There’s a bench flanked by weeping trees and a rainbow umbrella, painted roots on the art room floor beneath Charlie, a music room of turquoise sound waves and neatly hung guitars, a mint green milkshake truck in the middle of a clearing, tents of pink festooned with rainbow flags and pompoms, and so on. 

You could play “Where’s Waldo?” while watching but replace Waldo with a rainbow. 

The range of perspectives caught my eye, too.

Characters are seen from every vantage point: perhaps from above, a tree branch disrupting the frame, from below in the halls of Truham, or from behind arcade games and people’s heads. It is visual art at its finest. 

Another aspect of Heartstopper that makes it worthwhile is how it handles sensitive material.

It does a superb job balancing joy and heartache, not shying away from gloom but not stewing in it either. 

It delves into the mental turmoil that one might undergo while figuring out their sexuality and the unfortunate existence of some cruel, homophobic bully puffing their chest.

Then, it leaps headfirst into the effusive warmth of coming out and freeing oneself to love out loud, with supportive parents to boot.

Heartstopper is presented to us through a rainbow-colored lens rather than a rose-colored one.

The experiences of the queer students are honest, not diluted.

With every downward slope, there is a triumphant crest.

Who is there for both the highs and lows? Friends! 

I’d be remiss to neglect Charlie’s friend group, which is as much a backbone of the show as the romance. 

Who doesn’t love being a party to the antics of teenage besties?

There’s the O.G. three: Tao (William Gao), Elle (Yasmin Finney), and Isaac (Tobie Donovan), later joined by love birds Tara (Corinna Brown) and Darcy (Kizzy Edgell), once they befriend Elle when she transfers to Higgs.

Charlie, Tao, Elle, and Isaac are self-proclaimed nerds, getting together for film screenings and Monopoly — sounds fun to me, but I’m also admittedly a nerd.

Charlie is part sunshine, part puppy, Tao is a protective force, Elle is grounding, and Isaac is just there. 

As Nick monopolizes Charlie’s time, a common high-school pest known as jealousy emerges; the show further commits to portraying the true face of teenage angst and insecurity.

Friendships can be fragile during that stage of life; one misstep and the whole thing can crumble.

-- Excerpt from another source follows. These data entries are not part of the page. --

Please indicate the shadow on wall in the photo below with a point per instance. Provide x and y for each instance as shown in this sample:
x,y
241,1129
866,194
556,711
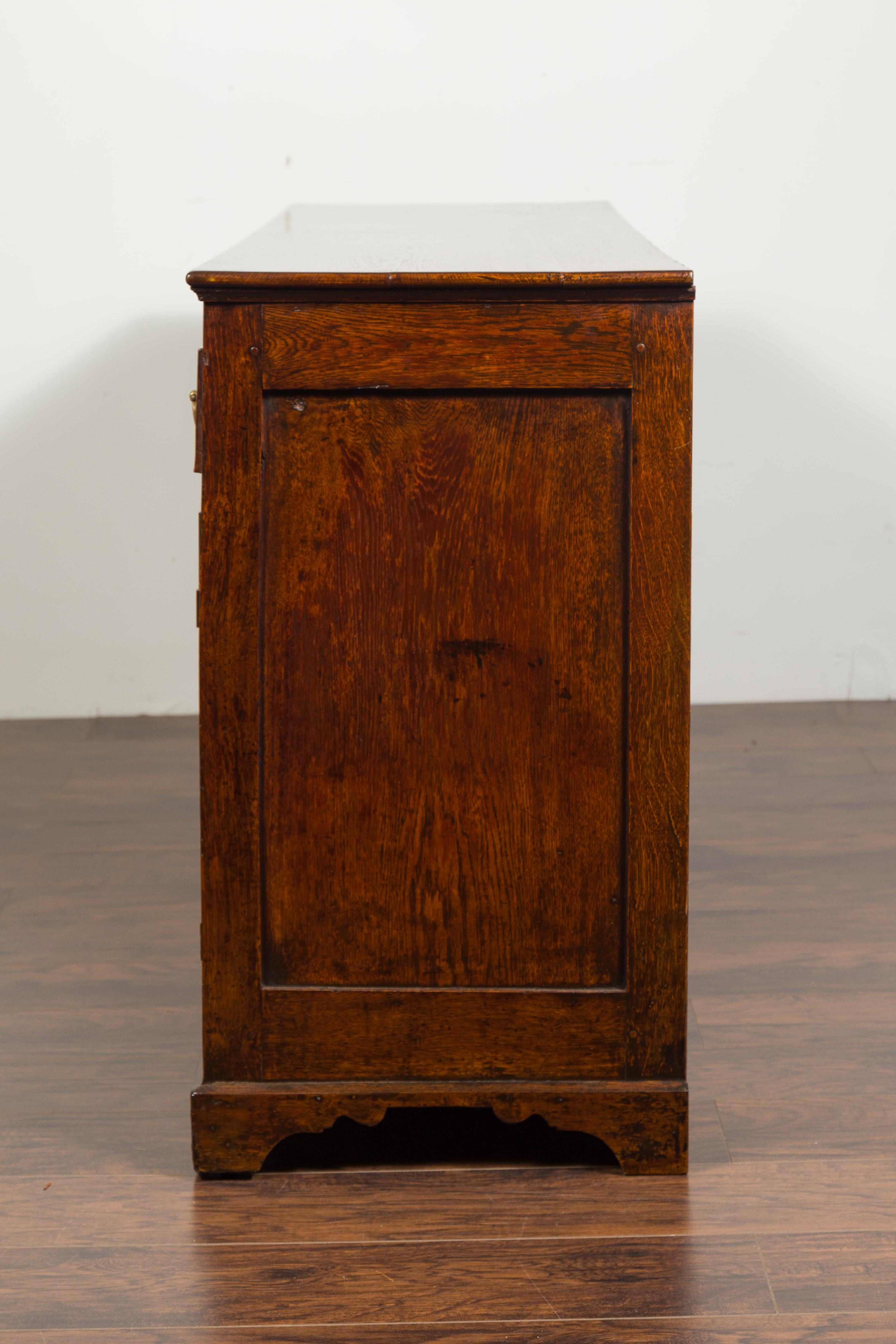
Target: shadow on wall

Heartstopper demonstrates both irreparably severed ties and reconciliation.

It also shows how friendship is unconditional, a place for depth and silliness. 

With Tara, Darcy, and Nick in the mix, an adorable, close-knit group of milkshake-drinking friends is solidified and ready to take on the world and steal your heart.

Quick shoutout to Charlie’s sister Tori (Jenny Walser) for adding a dash of dry, monotone humor to the show. (Petition for a Tori spinoff?) 

Heartstopper is a tenderly crafted ode to self-acceptance and love in all its brilliant forms.

It is simply a breath of fresh air. 

While there has been no official Season 2 announcement, I’ve got my fingers and toes crossed that this won’t be the last we see of our Truham boys and Higgs girls.